“Some people are ready and some are just totally in the dark. I’ve talked to a few people who didn’t even know what 5010 was about; that concerns me,” says Landes. “So, we’re getting a poll out to see where physicians in our IPA are in this process.”
Indeed, Intelligence Report respondents cited physician cooperation as the No. 1 challenge providers expect.
Unprepared payers, too, could trip up even those providers who are further along in their efforts, notes Albert Oriol, vice president and chief information officer at 442-licensed-bed Rady Children’s Hospital and Health Center in San Diego.

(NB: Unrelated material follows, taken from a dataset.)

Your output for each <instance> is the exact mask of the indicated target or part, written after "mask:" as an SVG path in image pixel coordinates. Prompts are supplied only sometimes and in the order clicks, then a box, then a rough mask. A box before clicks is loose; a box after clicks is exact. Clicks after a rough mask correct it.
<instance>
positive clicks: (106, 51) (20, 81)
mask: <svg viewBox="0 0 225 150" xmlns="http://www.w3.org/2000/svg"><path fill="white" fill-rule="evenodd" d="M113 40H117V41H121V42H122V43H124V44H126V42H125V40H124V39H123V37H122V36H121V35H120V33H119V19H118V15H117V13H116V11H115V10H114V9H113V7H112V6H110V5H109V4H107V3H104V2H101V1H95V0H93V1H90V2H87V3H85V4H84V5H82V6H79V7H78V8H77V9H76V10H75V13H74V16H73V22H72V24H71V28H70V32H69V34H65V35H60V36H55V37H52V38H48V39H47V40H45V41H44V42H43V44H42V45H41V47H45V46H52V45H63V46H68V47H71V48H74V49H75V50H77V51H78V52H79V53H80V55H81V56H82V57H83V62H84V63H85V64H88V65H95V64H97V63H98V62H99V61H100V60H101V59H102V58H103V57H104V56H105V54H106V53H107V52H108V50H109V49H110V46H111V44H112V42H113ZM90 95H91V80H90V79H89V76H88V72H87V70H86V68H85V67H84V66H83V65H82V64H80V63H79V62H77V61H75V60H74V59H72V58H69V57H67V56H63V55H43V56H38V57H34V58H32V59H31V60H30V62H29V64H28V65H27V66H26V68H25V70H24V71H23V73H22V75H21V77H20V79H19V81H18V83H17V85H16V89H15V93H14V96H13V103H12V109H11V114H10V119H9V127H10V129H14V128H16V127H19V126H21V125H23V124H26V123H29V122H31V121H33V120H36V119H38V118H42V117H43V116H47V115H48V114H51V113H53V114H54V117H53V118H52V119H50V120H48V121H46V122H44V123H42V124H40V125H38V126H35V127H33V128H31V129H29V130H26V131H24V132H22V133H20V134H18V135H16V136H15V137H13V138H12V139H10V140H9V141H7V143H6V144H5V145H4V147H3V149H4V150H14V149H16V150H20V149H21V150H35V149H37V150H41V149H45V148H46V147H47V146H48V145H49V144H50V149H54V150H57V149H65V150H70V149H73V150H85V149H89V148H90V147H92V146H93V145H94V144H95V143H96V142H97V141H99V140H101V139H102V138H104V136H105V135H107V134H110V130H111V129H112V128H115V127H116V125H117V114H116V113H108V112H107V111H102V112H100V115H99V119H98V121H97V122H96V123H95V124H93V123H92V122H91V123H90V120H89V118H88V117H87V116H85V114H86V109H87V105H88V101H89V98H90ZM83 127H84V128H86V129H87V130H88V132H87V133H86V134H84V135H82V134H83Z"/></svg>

Providers will need to test each outgoing 5010 transaction and adjust the setup and process as needed. To do that, however, the payer needs to be 5010 ready now. Oriol says that the testing process consists of submitting test claim files to each payer and doing so as specified by each payer—and the process can vary by payer. The same process will also need to take place with ICD-10.
It’s the testing process that will likely bottleneck many providers, especially in the last few months of 2011, says Oriol. And as 2012 begins, some payers may not allow providers who haven’t done the testing to submit live claims until they successfully do the testing.
“Some payers are notorious for not conforming to the standards,” says Oriol. “And getting the attention from each payer to be able to test everything requires a lot of coordination. It’s not enough to send a file; you need to test a full cycle, and at some point people may not be able to get in the [payers’] queues to do it.”
Regression testing, a lower level of testing, may suffice for some providers as an alternative to direct testing with payers for 5010, Oriol says. However, he says, payers and providers should be prepared to work in parallel environments to be sure that claims continue to be submitted and paid.